医療系のサイトを見ていて、「“筋肉質”の医療提供体制を目指せ」という言葉が目にとまった。抽象的、総論的な比喩表現だが、本質を言い当てている。その通りだと思う。これは土居丈朗慶応義塾大学教授のインタビューに出ていた表現だ。土居教授は経済学者で医師ではないが、総合研究開発機構(NIRA)というシンクタンクで医療政策の提言を行ったことが機で医療系サイトのインタビューを受け、その中で語っている。

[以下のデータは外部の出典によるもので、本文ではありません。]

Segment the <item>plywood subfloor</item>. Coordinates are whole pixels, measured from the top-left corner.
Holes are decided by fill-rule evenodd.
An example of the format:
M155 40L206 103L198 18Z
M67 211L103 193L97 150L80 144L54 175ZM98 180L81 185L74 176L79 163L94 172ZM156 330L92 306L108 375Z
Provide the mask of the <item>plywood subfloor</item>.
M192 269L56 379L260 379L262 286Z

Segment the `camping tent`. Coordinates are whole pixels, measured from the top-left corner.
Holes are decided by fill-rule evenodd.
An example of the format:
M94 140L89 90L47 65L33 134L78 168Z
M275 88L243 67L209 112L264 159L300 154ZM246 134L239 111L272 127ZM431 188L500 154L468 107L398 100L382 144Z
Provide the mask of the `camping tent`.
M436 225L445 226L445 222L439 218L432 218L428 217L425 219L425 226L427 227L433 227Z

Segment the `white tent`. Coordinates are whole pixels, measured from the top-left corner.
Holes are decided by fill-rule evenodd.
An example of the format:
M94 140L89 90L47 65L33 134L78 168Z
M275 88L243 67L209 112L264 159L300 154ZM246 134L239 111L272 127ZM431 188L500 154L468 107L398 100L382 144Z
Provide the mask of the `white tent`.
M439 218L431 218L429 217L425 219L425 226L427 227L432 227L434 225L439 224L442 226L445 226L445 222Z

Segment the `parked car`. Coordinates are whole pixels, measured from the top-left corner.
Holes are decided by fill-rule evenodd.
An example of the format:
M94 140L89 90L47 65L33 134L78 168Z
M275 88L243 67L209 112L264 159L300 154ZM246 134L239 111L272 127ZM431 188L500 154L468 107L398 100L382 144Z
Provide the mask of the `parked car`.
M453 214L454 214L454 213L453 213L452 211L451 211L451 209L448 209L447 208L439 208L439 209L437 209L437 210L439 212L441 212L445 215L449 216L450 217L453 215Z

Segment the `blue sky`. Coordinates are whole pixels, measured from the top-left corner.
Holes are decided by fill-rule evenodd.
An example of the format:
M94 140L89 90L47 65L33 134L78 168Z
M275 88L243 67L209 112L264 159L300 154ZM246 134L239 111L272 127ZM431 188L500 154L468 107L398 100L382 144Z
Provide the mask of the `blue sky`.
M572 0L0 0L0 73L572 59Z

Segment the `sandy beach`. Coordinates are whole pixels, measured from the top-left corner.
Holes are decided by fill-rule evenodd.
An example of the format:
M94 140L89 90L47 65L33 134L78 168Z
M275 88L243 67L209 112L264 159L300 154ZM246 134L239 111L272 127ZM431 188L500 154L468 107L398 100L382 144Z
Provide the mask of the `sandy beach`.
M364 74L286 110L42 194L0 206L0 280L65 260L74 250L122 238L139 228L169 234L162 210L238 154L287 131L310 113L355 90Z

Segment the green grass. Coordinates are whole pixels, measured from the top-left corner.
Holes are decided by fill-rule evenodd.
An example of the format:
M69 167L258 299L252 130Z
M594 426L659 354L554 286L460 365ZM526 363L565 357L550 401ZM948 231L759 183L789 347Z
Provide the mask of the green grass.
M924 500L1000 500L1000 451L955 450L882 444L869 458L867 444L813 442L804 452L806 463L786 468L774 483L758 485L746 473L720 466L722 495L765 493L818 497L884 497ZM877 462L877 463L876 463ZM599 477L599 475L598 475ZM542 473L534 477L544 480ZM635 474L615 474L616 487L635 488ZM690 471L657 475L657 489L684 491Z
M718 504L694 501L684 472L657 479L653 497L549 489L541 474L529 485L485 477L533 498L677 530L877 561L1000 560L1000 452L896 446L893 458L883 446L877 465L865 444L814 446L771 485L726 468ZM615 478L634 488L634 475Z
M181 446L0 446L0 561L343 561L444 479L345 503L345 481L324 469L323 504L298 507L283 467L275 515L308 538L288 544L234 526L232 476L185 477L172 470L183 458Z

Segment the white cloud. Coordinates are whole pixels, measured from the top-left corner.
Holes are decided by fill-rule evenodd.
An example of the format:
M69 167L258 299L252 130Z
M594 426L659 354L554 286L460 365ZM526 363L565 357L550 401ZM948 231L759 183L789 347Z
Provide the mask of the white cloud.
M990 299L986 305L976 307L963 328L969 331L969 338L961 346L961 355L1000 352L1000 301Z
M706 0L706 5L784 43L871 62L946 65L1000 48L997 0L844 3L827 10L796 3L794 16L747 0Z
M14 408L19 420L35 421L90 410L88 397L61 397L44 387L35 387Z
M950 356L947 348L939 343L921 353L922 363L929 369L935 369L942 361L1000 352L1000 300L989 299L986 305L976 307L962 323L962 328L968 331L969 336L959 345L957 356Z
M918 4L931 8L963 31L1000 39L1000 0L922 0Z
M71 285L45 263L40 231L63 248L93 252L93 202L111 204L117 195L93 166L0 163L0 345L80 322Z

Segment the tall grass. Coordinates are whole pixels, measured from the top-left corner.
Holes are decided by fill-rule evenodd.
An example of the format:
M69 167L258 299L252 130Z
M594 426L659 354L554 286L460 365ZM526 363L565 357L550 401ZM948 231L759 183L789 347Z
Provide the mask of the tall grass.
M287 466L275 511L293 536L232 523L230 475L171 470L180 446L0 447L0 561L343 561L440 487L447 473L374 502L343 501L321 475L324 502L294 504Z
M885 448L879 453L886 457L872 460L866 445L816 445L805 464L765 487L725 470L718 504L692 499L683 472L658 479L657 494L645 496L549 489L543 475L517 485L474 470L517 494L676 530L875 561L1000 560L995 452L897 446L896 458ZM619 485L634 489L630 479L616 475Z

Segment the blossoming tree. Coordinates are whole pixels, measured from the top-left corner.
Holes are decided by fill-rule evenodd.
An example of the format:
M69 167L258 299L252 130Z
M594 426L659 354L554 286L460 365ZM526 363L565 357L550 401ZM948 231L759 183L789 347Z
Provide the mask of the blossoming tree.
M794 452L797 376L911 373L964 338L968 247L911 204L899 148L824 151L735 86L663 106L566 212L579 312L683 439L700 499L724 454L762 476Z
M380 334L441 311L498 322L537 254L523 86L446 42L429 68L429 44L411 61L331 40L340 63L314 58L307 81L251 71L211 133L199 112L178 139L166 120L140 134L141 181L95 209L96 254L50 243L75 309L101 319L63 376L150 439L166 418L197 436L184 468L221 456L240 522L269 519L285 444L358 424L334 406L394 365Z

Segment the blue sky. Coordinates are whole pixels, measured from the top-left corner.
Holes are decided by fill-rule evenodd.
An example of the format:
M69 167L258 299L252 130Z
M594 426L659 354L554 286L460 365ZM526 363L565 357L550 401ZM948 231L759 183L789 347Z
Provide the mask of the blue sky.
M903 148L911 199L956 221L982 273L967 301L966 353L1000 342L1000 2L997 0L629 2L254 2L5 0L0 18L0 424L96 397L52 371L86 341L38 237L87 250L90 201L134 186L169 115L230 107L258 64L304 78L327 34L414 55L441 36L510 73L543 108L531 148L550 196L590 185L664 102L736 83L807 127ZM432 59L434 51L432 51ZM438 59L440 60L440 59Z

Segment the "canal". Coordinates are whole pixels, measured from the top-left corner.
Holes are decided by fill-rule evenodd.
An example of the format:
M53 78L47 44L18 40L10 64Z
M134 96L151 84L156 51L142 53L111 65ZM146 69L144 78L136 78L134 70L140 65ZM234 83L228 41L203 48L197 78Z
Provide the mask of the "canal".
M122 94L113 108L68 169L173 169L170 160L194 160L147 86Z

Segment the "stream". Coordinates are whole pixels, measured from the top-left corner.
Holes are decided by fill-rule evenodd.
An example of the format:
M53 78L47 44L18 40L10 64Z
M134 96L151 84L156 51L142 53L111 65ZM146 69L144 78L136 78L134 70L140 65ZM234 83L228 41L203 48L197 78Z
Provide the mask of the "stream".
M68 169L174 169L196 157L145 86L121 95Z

http://www.m3.com/news/iryoishin/303340

http://www.nira.or.jp/index.html

http://www.nira.or.jp/pdf/opinion14.pdf

 

「節約的な医療費で、こんな少ない負担で、より良い医療を実現しているのに、増税もせず、医療費をさらに削るのは無理」という状態が土居教授の言う「筋肉質の医療提供体制」だ。今はそうなっていない、ということだ。仮に医療関係者が反発を覚えたとしても、群馬大学や千葉県がんセンターの術後死亡の多発を見れば、これで筋肉質の医療だとは言えまい。いくらなんでもあれは異常に集中し過ぎだが、本質的には氷山の一角である。

 

私の親族が、慢性的な痛みが強いということで整形外科の大手術を受けて、術後経過が悪く、痛みが良くなるどころか、大幅な機能低下をきたしたということがあった。当初は本人も家族も良くなることを信じて疑っておらず、私が相談を受けたのは手術の後だった。このようなことが起こる原因は多々あるし、群大や千葉県がんセンターの件も含め、個別の事例がそうかどうかは分からないので論評しにくいのだが、総論として私が確信を以て言えることは、医師の世界には「淘汰の原理」が働きにくい、ありていに言えば、非常に下手くそな、あるいは無謀な外科医でも手術をやっているということだ。患者にはそれがわからない。物腰が柔らかく懇切な説明をしてくれたら、あるいは、ちょっとの時間も惜しそうに多忙にする姿を見れば、「お任せしてよいのではないか」と思うだろう。インフォームドコンセントなる言葉があるが、素人に医療内容まで理解して判断せよというのは土台無理な話だ。この言葉は、知識、経験、技術に裏づけられたプロフェッショナルの倫理観と責任ある意見の提示があってこそだ。現実として「あんな医師が手術をしてはいけない」というのがたくさんあるのである。人間の体にメスを入れるというのは特に重い責務を負っている。上記の例など、麻酔科医などは絶対に疑念を抱いていたはずだ。私の経験からしても、もっと強く止めるべきだった、という忸怩たる思いにかられたこともある。診療科が異なったり、序列が下の医師にはそれがなかなか行いにくい。

 

技術が拙劣、判断が悪い、トラブルが多い、チーム医療ができない、上級管理職になってからの私の医師人生の少なくとも半分は、そのような医師に手術、あるいは高度な技術を要する処置をやらせないための闘いに明け暮れたような気がする。医療にリスクはつきものなので、医療界でそのようなことを言うと「自分だけ格好つけて」と非難されてしまうが、私自身は短期間外科に携わって、手術の上手な医師を見て、とても自分にはあのような才はない、と早々に見切りをつけ、自分で可能なところでやってきたつもりだし、管理職になってからは、それが職責だと臆することなく対応しようとした。それで随分恨みを買っただろうと思う。その分、自らの職位にしがみつくようなことはしなかった。なお、救急医療に従事、あるいは整備に尽力したのは、急に症状が発現した患者に対応するのは疑いもなく最も重要な責務のひとつだと思っていたからである。

 

それで、筋肉質の医療体制にするためには、どうしたらいいか、が問題となる。考察を展開すれば、安く効率的という面で全くインセンティヴが働かない日本の医療制度の負の面にまで論及する必要があり、相当な時間を費やさないとただ単に冗長な話になってしまうのでここではしない。

 

総論的な要約としては、医療側が自浄力を働かせていくこと、医療機関がそれぞれ担うべき機能を明確化し、高度な診療を担う施設は集約化し、特に外科系に関しては淘汰の原理を働かせる中で高度な技術を有するスーパーエリートを育成してしかるべき待遇を与える、医師至上主義を排し良質なチーム医療体制を構築する、ということになると思う。なぜそれが容易にできないかということも含め、各論的なことについてはまたそれぞれ触れていきたいと考えている。